April 22nd, 2009 - 9:40 pm ICT by IANS  

By Arun Kumar
Washington, April 22 (IANS) Emerging Asia led by China and India is expected to continue to grow even as the global economy is projected to shrink by 1.3 percent in 2009 in the most severe recession since World War II, according to the IMF.

China and India have also been affected by contraction in the export sector, but their economies have continued to grow because trade is a smaller share of the economy and policy measures have supported domestic activity, says the International Monetary Fund’s April World Economic Outlook (WEO) released Wednesday.

Emerging Asia is expected to continue to grow, led by China and India, with a modest recovery projected in 2010, underpinned by a pickup in global growth and a boost from expansionary fiscal and monetary policies, said the report released ahead of the global finance chiefs meeting here over the weekend.

With trade comprising a smaller share of the economy, India, like China, is less exposed to the decline in global demand. Nevertheless, its economy is still suffering from more difficult external financing for firms and banks, the IMF said.

Because India has less room to ease macroeconomic policies, growth is expected to decline sharply from more than 9 percent in 2007 to 4.5 percent in 2009.

The slowdown is primarily a result of weaker investment, reflecting tighter financing conditions and a turn in the domestic credit cycle, the IMF said.
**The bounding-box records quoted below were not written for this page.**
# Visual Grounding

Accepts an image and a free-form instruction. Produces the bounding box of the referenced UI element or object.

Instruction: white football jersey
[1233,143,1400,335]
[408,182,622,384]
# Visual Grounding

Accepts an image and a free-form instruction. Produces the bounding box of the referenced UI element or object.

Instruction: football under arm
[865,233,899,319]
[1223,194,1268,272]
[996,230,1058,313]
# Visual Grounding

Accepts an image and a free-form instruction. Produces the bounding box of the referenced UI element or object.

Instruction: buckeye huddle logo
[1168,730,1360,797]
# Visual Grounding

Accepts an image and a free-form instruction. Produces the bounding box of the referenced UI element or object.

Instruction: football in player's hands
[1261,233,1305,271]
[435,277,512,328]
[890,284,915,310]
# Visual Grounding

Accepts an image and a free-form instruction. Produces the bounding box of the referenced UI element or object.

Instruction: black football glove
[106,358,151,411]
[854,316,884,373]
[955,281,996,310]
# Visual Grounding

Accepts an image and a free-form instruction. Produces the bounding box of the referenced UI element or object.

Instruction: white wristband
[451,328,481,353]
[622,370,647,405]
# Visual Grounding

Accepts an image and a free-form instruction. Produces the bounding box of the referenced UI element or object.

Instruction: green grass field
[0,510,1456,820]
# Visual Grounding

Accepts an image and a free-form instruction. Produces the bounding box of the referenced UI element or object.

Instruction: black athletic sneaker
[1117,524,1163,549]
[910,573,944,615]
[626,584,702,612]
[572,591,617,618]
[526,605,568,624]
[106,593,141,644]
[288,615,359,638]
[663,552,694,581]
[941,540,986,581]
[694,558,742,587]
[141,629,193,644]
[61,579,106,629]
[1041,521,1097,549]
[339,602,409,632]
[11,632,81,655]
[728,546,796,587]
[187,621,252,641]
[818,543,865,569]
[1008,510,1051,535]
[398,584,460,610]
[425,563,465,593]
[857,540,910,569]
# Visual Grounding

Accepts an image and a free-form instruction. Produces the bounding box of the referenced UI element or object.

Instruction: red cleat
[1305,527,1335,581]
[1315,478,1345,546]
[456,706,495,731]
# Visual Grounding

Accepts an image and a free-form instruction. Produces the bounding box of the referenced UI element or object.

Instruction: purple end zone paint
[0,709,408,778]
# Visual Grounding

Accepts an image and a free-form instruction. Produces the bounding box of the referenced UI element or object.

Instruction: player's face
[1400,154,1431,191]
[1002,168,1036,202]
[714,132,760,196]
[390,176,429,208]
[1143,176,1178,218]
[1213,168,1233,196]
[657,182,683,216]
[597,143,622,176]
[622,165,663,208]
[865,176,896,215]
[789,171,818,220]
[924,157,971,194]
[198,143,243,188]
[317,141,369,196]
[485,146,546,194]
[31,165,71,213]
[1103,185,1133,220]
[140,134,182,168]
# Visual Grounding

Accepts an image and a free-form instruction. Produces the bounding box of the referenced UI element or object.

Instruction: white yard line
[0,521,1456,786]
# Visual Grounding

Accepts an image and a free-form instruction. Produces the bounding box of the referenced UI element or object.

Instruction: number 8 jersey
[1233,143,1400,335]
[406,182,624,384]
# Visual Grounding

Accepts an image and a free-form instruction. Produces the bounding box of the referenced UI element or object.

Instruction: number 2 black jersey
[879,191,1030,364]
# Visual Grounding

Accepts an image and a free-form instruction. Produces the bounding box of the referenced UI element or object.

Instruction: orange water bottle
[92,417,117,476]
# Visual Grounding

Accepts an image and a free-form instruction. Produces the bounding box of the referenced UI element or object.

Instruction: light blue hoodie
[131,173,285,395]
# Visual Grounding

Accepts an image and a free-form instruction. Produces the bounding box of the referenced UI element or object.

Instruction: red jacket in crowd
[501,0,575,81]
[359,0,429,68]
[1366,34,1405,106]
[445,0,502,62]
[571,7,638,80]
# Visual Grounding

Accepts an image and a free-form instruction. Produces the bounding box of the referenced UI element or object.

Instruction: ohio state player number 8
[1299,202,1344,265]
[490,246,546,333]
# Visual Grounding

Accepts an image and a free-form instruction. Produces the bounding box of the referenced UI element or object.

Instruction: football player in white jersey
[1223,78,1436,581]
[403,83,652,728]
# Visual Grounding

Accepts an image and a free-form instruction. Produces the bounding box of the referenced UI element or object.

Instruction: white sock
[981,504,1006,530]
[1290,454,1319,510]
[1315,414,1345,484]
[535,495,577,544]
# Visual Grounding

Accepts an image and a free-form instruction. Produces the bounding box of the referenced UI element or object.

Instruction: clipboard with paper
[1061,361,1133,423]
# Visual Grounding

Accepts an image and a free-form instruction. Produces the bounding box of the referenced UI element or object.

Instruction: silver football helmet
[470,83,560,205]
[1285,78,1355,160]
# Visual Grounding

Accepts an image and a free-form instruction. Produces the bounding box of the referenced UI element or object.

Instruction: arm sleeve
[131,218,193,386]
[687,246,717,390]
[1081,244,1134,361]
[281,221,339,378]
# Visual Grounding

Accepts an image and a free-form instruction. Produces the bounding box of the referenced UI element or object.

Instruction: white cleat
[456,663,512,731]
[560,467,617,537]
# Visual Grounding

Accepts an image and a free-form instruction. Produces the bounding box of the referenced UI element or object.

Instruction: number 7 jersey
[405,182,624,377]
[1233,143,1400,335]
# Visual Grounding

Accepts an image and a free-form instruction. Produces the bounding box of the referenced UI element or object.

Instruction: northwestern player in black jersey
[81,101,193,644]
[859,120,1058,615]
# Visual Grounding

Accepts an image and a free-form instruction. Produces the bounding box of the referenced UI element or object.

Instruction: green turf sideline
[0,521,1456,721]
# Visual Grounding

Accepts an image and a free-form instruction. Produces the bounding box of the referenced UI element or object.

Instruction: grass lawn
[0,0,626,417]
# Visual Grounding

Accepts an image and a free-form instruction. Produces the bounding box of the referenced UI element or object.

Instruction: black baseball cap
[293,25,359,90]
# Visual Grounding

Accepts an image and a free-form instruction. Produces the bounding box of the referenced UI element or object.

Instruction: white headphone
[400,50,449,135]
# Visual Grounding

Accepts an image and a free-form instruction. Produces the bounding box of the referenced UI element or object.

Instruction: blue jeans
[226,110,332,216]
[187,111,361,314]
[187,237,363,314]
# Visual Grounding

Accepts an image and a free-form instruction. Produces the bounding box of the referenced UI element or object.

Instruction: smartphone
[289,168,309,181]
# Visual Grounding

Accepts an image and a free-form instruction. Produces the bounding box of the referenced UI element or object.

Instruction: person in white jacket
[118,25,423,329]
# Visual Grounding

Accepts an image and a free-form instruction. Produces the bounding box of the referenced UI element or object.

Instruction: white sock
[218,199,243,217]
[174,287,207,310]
In India, the policy rate and reserve requirements have been cut, and large liquidity injections have eased pressure in money markets; foreign exchange liquidity shortages have been alleviated by easing controls on capital inflows and introducing foreign exchange swaps for banks.

Policy rates remain high in real terms in India, and further rate cuts would help bolster credit growth, the IMF suggested.

Worldwide, while the rate of contraction should moderate from the second quarter of 2009, output per capita is projected to decline in countries representing three-quarters of the global economy. Growth is projected to re-emerge in 2010, but at 1.9 percent it would be sluggish relative to past recoveries.

Growth projections for Asia too have been marked down to varying degrees, in line with weaker global demand and tight external financial conditions and despite countercyclical macroeconomic policies.

Activity in advanced Asia is expected to drop sharply, and some economies could even experience deflation, WEO said.

The risks to the outlook for the region remain tilted squarely to the downside, the WEO said. A key concern is that a deeper or longer recession in advanced economies outside Asia will reduce external demand even further, with negative repercussions for exports, investment, and growth.

In addition, further deterioration in global financial conditions may additionally tighten to virtually zero, increased liquidity provision, broadened the range of eligible collateral, and started purchasing commercial paper and bonds to ease corporate funding pressures.

Most economies in Asia have already implemented expansionary fiscal policies with the most ambitious plans announced in China and Japan, the IMF said.

Nonetheless, there is scope to do more to bolster domestic demand in a number of economies that have fiscal room, it said.